On March 29th, Professor Shalini Shankar of Northwestern University presented a talk titled The Semiotics of Spelling Bees: Sound, Temporality, Language, and Materiality. Shankar presented her research on spelling bees and discussed how the increasingly popular event has turned into a mass-mediated, sport-like spectacle. Her talk also examined the relationship between the competing speller and the judge. This dialogic relationship is important for a speller to be able to translate sounds into letters and words in the competitive environment. Shankar has spent the last 16 months conducting field research, which included access to ESPN during the live broadcast, time with Merriam-Webster, and over 45 interviews with spellers, parents, producers, and directors.
The National Spelling Bee, according to Shankar, is increasingly becoming an intense “brain sport” for children who are devoted to developing a spelling career. Originally broadcast exclusively on radio, ESPN took over the Bee in 1994 and has developed it into the mass spectacle that it is today. The broadcast incorporates the live competition, color commentary, and short bios of the spellers. Recently, South Asian Americans have dominated the competition. Every Bee winner since 2007 has been a South Asian American.

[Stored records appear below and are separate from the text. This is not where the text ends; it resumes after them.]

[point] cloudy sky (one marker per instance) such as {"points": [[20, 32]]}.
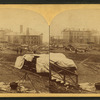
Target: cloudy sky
{"points": [[12, 18], [83, 19]]}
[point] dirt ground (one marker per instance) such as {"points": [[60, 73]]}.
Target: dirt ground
{"points": [[88, 65], [10, 74]]}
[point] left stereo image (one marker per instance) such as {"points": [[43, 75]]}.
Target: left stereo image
{"points": [[24, 50]]}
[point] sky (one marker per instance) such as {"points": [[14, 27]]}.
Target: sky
{"points": [[75, 19], [12, 18]]}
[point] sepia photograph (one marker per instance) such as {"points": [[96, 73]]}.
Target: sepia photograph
{"points": [[49, 50], [24, 48], [75, 52]]}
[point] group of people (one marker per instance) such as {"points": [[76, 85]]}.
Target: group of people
{"points": [[19, 50]]}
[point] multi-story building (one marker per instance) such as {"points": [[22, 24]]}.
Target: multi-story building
{"points": [[80, 36], [24, 39]]}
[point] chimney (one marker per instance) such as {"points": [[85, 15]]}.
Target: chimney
{"points": [[21, 29], [27, 31]]}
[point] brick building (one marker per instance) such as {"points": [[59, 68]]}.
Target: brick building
{"points": [[80, 36]]}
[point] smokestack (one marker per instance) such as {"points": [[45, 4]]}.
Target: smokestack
{"points": [[27, 31], [21, 29]]}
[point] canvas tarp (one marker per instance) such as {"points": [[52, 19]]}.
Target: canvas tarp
{"points": [[61, 60], [42, 64]]}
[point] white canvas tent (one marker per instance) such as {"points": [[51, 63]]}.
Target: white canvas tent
{"points": [[42, 63]]}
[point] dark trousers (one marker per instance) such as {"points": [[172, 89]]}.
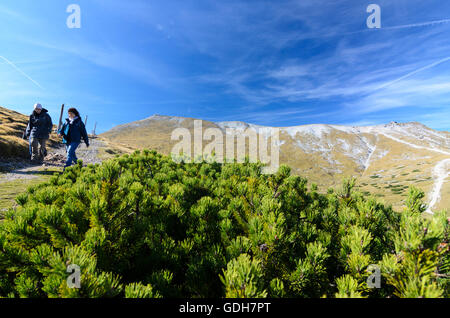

Shankar’s talk focused specifically on how spellers experience the different senses on a live-broadcast, corporate-funded stage complete with commentary and lighting effects. In the Bee, the competing spellers have two minutes to hear the word, process the sounds they hear, and translate those sounds into letters and a full word. Crisp pronunciation is essential for the competition and for the speller to be able to break down the sounds into words. A clear manner of pronouncing can make the differences between “utter,” “udder,” and “butter” audible, and spellers have to sift through the sounds they hear from the judge and turn those sounds into letters to correctly spell the word. Some spellers make the words material by spelling out the word on their palm or by typing on an invisible keyboard.
These actions and every sensory experience of the spellers is on display for the live TV broadcast. The TV broadcasters make the events as dramatic as possible to make it appealing to the viewer at home. The ongoing description from professional sports commentators also aims to make the repetitiveness of the program more TV-ready and to situate the viewer in the mind of the speller.
11 million schoolchildren compete annually in this brain sport. Shankar’s talk looked at how these children process sound in a competitive, commercialized environment. The research will be published in a book title Spellebrity: Inside the Selfie Generation’s World of Competitive Spelling, which is scheduled to come out soon.